PONTIAC, Mich. -- Murder charges against Dr. Jack Kevorkian were dismissed yesterday by a Michigan judge, who then indicated that if asked, he would order the doctor to be tried instead on charges of assisted suicide in a 1991 case involving the deaths of two women.
"There is no proof of the necessary elements for a murder charge," said the judge, David F. Breck of the Oakland County Circuit Court. He had dismissed the same charge against Dr. Kevorkian in February 1992, but a second ruling was forced by the Michigan Supreme Court's decision in December that a murder charge can be brought against someone who assists in a suicide if there is reason to believe that death was the "direct result of the defendant's act."
Dr. Kevorkian, who did not attend yesterday's hearing, had been charged with murdering Marjorie Wantz, 58, of Sodus, Mich., who said she suffered from severe vaginal pain, and Sherry Miller, 43, of Roseville, Mich., who had multiple sclerosis. Both died in a rented cabin in a state park on Oct. 23, 1991.
Mrs. Wantz used a device that injected lethal drugs; Mrs. Miller inhaled carbon monoxide after Dr. Kevorkian was unable to find a vein to insert a needle for the device.
Their deaths were the second and third among 25 that Dr. Kevorkian, a 67-year-old retired pathologist, has attended since 1990.
Gregory J. Townsend, the assistant prosecutor in charge of the case, argued yesterday that the case had all the elements needed to justify a murder charge because "the defendant actively participated in the final overt act that caused the deaths" by placing the needle in Mrs. Wantz's arm and putting a mask over Mrs. Miller's face.

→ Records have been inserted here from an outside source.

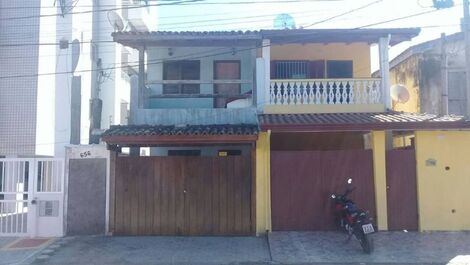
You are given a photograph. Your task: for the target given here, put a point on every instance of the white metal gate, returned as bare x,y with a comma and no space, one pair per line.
31,197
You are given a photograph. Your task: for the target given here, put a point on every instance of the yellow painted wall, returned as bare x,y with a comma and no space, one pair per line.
324,108
358,52
263,183
405,74
380,179
441,191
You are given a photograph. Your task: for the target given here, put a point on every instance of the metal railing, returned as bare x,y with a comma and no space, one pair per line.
325,91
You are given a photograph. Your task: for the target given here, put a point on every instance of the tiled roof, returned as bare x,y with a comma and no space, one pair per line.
188,33
187,130
361,121
370,35
425,47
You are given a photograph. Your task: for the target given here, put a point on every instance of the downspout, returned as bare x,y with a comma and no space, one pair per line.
96,104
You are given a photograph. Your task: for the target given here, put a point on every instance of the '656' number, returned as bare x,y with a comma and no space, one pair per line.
85,154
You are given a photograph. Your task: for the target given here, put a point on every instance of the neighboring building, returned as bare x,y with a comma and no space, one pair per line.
247,132
52,66
430,69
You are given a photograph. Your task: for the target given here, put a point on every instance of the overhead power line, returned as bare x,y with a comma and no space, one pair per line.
103,10
345,13
169,3
208,55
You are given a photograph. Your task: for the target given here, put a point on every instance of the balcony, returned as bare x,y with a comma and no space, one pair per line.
332,95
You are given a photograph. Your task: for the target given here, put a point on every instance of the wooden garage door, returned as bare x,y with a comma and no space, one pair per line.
402,202
183,196
302,182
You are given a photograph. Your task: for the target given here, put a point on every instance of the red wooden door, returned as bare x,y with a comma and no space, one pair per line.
302,182
226,70
402,190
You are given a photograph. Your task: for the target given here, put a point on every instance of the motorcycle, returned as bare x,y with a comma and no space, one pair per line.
354,221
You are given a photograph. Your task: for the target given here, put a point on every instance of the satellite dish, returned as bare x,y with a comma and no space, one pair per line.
116,21
75,53
399,93
284,21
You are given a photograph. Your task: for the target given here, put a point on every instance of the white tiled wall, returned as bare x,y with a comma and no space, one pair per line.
18,94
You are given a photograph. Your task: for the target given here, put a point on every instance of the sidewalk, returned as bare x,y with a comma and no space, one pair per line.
390,248
281,248
16,256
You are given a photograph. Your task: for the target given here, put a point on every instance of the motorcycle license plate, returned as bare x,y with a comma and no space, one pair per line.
368,228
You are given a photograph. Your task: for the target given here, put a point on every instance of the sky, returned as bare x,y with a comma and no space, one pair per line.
259,14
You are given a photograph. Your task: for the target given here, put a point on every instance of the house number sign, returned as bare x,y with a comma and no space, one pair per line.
85,154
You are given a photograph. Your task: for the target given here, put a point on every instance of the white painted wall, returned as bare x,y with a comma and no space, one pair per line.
37,110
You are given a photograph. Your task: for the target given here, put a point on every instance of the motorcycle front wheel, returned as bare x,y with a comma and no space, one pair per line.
366,242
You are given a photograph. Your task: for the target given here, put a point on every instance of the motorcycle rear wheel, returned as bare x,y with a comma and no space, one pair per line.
367,243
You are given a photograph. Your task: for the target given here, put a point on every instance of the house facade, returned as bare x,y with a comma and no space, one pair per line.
433,72
238,133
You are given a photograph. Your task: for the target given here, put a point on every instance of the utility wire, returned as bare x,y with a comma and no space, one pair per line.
188,3
172,3
103,10
345,13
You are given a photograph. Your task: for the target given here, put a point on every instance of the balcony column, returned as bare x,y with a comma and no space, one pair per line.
384,43
266,54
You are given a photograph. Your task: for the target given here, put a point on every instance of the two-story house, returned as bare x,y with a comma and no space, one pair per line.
247,132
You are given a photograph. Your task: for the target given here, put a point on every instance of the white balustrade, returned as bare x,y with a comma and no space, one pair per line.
325,91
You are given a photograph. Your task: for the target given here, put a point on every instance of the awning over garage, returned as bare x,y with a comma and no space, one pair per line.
360,122
153,135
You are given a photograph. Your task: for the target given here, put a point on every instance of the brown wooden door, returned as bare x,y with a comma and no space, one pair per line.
226,70
402,190
183,196
302,182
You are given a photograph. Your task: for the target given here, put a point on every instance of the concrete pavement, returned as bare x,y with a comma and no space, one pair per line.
451,248
16,256
390,248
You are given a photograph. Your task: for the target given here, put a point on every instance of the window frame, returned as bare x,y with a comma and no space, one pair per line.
182,89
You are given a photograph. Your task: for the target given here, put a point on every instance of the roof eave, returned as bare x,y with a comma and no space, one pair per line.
402,126
161,140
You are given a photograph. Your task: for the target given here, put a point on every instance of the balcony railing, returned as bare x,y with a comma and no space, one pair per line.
325,91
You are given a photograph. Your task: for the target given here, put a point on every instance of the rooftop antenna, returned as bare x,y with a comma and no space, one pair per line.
284,21
116,21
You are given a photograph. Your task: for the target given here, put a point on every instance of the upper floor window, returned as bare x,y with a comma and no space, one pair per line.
311,69
180,71
339,69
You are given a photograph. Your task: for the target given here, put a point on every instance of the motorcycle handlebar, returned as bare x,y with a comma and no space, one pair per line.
348,191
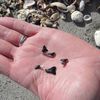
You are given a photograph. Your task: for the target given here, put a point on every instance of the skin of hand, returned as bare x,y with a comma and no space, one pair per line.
78,80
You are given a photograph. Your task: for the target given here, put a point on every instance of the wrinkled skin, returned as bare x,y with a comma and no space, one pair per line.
78,80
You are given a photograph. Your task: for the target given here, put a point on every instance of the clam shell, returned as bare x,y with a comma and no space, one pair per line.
97,38
55,16
81,5
59,5
28,3
71,8
77,16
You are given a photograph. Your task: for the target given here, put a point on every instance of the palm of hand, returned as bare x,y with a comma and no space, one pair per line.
72,81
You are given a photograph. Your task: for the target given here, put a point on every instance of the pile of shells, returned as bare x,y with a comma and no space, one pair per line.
45,13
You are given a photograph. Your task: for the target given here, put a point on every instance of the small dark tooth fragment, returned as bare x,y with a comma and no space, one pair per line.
38,67
52,55
47,53
64,61
51,70
44,50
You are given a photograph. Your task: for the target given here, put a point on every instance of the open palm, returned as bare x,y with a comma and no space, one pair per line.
78,80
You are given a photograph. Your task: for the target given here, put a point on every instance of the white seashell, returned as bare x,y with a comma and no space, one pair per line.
63,16
48,23
87,18
28,3
82,5
55,17
97,38
77,16
71,8
58,4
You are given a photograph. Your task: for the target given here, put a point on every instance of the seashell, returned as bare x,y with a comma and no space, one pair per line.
98,9
59,5
48,23
71,8
21,16
55,16
87,18
77,16
97,38
81,5
28,3
55,25
63,16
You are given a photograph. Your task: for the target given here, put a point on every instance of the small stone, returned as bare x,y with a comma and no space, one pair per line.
97,38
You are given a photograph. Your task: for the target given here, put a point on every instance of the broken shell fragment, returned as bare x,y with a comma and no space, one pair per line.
82,5
97,38
71,8
55,17
87,18
59,5
28,3
77,16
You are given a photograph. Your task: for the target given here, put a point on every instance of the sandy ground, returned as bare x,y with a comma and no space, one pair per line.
9,90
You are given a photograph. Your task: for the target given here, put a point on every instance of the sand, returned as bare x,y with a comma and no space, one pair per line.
9,90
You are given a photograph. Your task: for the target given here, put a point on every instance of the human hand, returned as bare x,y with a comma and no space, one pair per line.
78,80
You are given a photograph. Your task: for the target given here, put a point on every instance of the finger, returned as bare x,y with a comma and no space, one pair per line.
7,49
5,65
10,35
20,26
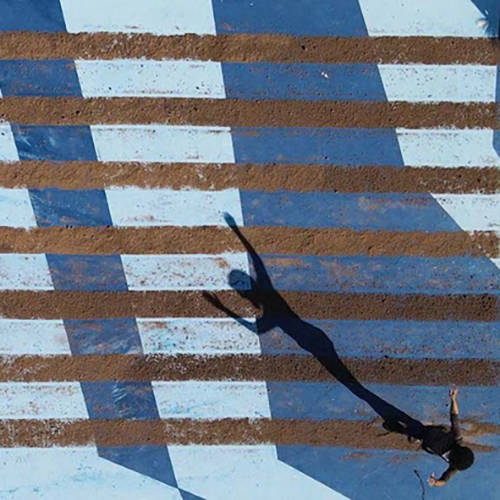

But Judge Breck said it was clear from the transcript of the preliminary hearing that Mrs. Wantz herself had flipped a lever that sent a deadly solution into her veins, and that Mrs. Miller had pulled a screwdriver that allowed the gas to flow into her lungs.
Geoffrey Fieger, the chief lawyer for Dr. Kevorkian, argued that even an assisted suicide charge was an inappropriate "ex post facto application of the law" because Michigan had no assisted suicide law when the women died. Dr. Kevorkian has never denied his role in the deaths.
But the judge noted that the Michigan Supreme Court had also ruled that assisted suicide always had been illegal under unwritten "common law," and that even without a specific statute it could be prosecuted as a felony carrying a maximum sentence of five years in prison.
Judge Breck said that "while I am concerned about the lack of notice of what is now deemed to be a criminal act," he had no choice "but to rule that Dr. Kevorkian must stand trial for the common-law crime of assisted suicide."
Mr. Fieger then exclaimed, "Your honor, my client hasn't even been charged with that crime!"
The judge looked startled and said, "I guess I put the cart before the horse." He then indicated that he would order a trial once prosecutors filed amended material.
Prosecutors have the option of appealing the dismissal of the murder charges, but they have said they fear that winning a murder convictionagainst Dr. Kevorkian would be very difficult. Opinion polls show that a large majority of people in Michigan approve of his efforts to assist in the deaths of grievously ill people.
Only once, in 1994, has Dr. Kevorkian stood trial for assisting in a suicide, and a jury acquitted him even though he admitted helping Thomas W. Hyde Jr., a 30-year-old landscaper from Oakland County suffering from Lou Gehrig's disease, to take his own life.